Pretty much my go to hose. Won't work with certain tools (the other 36mm do) and the Compact Cleaning Set unless you change the tool end cuff.

Tom


----------



## overanalyze (Dec 28, 2010)

I bought a compact cleaning kit and cut the end of the wand off at the small to large transition in the end of the plastic. The Planex hose fits around the end and the compact hose end still fits inside. I also bought an adapter that fits in the Planex hose and adapts to the tool end on the sanders. This way I can still use the AC vac when sanding small stuff or corners.


----------



## platinumLLC (Nov 18, 2008)

bierman said:


> Also, as I am looking towards the automatic taping tools down the road, which company makes a good set up without just blindly buying the most expensive.
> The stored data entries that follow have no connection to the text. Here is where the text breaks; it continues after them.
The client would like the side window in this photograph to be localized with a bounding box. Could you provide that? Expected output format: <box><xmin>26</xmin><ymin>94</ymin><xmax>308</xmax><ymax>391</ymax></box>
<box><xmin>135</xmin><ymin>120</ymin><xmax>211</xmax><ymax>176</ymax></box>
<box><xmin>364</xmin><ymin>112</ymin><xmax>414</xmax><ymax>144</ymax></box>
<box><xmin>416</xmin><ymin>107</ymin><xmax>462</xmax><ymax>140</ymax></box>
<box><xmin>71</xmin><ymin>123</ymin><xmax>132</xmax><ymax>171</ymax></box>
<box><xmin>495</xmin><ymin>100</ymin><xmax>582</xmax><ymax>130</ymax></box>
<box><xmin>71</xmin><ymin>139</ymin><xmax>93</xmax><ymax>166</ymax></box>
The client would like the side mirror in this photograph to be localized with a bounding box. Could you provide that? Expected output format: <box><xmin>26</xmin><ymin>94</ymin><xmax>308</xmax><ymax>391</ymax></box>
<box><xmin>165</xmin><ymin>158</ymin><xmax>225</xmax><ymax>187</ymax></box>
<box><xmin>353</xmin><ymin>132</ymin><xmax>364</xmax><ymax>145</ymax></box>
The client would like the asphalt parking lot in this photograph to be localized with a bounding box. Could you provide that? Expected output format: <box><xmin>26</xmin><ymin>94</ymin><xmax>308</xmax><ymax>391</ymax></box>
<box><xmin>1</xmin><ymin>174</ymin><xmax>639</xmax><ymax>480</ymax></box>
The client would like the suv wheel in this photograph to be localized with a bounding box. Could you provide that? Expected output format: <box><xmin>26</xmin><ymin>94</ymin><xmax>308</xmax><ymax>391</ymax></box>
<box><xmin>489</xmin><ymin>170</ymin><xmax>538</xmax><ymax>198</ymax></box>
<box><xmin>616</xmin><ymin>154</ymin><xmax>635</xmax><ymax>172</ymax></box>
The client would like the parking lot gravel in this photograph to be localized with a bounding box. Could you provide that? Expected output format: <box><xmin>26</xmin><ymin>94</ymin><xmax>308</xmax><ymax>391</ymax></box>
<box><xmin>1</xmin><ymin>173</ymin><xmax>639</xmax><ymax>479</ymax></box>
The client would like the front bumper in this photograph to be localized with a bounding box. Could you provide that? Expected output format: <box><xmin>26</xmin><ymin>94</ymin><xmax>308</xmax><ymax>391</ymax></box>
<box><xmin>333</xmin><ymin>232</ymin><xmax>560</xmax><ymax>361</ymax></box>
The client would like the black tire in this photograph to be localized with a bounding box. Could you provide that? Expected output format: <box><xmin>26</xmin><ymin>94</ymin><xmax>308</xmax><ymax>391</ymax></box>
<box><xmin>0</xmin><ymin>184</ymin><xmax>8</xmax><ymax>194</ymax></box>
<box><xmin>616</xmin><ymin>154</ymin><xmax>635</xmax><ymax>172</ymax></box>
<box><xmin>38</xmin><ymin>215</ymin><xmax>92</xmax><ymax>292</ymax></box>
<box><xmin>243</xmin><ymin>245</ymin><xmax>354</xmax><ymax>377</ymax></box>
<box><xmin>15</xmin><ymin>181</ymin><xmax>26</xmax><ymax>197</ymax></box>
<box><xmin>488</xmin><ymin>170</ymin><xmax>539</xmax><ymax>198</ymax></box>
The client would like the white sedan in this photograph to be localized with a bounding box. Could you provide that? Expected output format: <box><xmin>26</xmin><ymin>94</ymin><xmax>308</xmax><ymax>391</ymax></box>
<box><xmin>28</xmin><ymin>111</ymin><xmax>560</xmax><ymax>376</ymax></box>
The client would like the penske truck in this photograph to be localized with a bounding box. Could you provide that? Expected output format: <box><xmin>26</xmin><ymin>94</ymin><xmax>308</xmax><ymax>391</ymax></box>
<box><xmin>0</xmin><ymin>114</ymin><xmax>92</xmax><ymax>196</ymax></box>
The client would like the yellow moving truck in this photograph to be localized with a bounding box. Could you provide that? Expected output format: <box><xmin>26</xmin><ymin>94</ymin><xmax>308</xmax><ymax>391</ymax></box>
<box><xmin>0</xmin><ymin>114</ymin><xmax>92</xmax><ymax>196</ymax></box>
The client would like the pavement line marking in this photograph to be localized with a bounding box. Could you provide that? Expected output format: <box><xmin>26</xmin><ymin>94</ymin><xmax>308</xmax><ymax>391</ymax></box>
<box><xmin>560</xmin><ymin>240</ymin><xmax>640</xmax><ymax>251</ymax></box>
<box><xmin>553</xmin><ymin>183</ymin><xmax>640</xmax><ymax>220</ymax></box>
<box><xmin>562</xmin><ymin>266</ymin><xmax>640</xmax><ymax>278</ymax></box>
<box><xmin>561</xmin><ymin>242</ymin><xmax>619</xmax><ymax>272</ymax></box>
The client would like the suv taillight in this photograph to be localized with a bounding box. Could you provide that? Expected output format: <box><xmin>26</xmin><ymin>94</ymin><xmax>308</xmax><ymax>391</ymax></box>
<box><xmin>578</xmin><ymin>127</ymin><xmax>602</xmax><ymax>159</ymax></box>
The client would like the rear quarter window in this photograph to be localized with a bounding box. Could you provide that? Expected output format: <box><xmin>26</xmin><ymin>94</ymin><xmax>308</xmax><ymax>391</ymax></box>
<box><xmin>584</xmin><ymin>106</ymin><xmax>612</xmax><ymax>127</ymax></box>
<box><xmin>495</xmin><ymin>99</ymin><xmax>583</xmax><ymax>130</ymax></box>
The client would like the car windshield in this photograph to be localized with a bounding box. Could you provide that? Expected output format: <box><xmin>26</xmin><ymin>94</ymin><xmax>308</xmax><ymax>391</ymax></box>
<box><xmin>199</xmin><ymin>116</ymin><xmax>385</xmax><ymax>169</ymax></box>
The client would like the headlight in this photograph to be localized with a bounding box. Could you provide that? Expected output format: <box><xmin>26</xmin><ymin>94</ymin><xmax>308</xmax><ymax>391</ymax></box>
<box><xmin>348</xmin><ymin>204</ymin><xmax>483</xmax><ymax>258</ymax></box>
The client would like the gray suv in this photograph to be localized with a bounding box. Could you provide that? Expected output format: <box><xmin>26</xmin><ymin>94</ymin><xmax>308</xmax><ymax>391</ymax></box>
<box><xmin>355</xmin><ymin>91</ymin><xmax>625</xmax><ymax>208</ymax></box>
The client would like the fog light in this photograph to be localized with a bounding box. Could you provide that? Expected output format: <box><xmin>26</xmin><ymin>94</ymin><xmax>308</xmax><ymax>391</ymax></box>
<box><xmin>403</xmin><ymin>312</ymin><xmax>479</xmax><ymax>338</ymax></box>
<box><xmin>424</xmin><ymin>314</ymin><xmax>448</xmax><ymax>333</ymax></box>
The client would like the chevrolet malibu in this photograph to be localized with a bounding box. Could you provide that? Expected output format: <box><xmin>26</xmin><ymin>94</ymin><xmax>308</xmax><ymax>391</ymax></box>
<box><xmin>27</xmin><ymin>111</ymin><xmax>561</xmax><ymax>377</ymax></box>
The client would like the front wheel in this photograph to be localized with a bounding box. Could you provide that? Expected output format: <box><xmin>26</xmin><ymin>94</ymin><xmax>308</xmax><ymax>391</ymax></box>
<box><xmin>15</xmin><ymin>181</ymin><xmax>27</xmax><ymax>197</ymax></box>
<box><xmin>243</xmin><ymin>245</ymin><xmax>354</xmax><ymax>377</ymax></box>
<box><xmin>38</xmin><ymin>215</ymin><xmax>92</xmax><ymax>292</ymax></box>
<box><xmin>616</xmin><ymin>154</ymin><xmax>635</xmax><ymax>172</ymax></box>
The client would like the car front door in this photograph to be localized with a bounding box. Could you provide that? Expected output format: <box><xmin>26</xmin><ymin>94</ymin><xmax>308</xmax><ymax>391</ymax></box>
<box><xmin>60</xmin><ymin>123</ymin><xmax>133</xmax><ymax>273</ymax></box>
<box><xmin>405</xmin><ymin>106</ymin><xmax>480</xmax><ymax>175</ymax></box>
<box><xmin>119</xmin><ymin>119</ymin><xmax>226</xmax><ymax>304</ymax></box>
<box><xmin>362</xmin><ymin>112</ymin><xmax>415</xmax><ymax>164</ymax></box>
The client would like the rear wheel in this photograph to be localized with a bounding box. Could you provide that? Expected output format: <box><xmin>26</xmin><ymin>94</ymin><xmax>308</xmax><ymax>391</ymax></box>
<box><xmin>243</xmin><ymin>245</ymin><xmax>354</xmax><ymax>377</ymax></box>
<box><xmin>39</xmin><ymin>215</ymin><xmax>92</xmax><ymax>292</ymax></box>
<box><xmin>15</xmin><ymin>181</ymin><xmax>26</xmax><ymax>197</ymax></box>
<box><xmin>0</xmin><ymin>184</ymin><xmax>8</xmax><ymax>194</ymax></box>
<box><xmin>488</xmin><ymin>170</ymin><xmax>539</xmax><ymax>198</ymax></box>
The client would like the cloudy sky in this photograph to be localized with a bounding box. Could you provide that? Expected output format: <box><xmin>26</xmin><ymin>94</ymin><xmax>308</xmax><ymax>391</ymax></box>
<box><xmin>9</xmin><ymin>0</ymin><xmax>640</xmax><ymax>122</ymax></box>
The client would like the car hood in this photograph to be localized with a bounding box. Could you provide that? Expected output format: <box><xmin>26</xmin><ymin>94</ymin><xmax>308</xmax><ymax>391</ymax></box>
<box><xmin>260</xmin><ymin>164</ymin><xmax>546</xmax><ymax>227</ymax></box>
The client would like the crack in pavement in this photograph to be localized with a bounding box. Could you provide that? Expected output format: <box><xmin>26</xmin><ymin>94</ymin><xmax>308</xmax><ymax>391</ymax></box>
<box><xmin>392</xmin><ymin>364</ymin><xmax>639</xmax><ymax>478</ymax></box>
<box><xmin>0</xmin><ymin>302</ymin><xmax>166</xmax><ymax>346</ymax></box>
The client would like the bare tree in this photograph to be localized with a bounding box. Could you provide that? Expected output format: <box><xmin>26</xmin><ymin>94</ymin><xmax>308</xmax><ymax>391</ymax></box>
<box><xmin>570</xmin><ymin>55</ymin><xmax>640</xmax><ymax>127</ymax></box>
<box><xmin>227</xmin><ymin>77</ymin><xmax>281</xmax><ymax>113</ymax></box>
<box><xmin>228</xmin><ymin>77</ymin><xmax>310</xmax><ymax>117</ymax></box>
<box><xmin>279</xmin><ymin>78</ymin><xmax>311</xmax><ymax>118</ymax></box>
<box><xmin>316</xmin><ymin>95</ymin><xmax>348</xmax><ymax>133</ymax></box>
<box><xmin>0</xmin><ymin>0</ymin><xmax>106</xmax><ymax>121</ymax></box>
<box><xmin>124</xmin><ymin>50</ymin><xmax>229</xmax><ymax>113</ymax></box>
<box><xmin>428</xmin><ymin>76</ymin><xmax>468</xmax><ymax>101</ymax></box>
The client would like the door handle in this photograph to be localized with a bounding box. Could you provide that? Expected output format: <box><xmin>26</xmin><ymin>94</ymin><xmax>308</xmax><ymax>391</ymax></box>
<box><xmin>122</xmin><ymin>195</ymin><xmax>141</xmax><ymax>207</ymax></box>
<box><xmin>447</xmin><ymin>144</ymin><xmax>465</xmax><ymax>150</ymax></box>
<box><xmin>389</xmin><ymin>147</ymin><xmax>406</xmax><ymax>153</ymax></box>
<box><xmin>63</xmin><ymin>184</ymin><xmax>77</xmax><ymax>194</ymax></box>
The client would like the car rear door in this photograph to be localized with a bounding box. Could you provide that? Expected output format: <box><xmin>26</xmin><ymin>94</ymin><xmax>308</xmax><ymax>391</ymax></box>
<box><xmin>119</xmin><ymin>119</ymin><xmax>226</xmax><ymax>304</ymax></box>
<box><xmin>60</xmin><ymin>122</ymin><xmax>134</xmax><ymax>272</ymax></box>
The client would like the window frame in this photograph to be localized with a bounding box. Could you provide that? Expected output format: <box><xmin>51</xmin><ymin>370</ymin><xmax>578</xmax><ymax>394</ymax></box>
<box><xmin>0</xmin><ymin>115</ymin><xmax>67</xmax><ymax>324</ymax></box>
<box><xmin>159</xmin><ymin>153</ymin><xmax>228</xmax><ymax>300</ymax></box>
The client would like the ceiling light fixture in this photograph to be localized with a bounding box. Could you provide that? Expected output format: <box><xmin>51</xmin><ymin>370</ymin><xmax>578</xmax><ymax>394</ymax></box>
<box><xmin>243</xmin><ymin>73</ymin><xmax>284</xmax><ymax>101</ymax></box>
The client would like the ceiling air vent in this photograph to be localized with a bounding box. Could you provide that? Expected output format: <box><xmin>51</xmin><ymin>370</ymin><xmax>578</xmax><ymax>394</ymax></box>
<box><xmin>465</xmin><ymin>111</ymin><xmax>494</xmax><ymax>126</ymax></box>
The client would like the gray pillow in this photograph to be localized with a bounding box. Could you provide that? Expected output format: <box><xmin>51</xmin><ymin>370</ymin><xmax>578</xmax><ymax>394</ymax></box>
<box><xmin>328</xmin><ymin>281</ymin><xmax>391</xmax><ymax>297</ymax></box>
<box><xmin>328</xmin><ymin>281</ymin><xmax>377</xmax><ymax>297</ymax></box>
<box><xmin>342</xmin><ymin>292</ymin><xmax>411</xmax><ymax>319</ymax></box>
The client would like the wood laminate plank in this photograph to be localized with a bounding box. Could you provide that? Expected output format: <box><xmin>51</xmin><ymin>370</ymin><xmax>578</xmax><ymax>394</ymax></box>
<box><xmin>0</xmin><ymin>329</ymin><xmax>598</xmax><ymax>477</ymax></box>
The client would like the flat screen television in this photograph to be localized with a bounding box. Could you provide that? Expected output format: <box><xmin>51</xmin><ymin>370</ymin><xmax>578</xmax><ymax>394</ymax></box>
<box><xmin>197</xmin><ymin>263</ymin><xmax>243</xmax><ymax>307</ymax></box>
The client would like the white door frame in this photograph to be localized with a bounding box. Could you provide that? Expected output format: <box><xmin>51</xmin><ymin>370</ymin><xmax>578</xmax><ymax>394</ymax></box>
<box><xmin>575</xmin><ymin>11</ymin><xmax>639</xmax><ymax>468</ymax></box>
Thanks


I don't have experience with the sanders but I did start adding auto taping tools this past year and I know you already bought the sander but I would start with the corner auto tools first. They save so much time you will kick yourself for not getting them sooner. Get a compound tube, applicator heads, flushers, and a roller. This will get you set up for inside corners. Depending on how much you want to spend right away you can also get an applicator head for outside corners and a roller. Then add in boxes and nail spotters. Can use a banjo or I'm going to try a flat applicator head for my tube and then just put the tape in the mud and see how that works. 

I have columbia brand and like them but I think others have had good luck with any of the major brands. There is another thread going about auto tools right now with some good info.


----------



## tjbnwi (Feb 24, 2009)

bierman said:


> Also, as I am looking towards the automatic taping tools down the road, which company makes a good set up without just blindly buying the most expensive. Thanks


See this thread;

http://www.contractortalk.com/f49/do-you-wet-tape-dry-tape-your-inside-corners-315098/

Tom


----------



## Big Shoe (Jun 16, 2008)

sparehair said:


> And another one ignored all the advice and just did what they were going to do anyway...
> 
> Sent from my SM-N910T using Tapatalk




Huh? 


Sent from my iPad using Tapatalk


----------



## sparehair (Nov 21, 2008)

Comes on says Im going to do x but maybe I should do y? 75 percent say do y. Does x.

Sent from my SM-N910T using Tapatalk


----------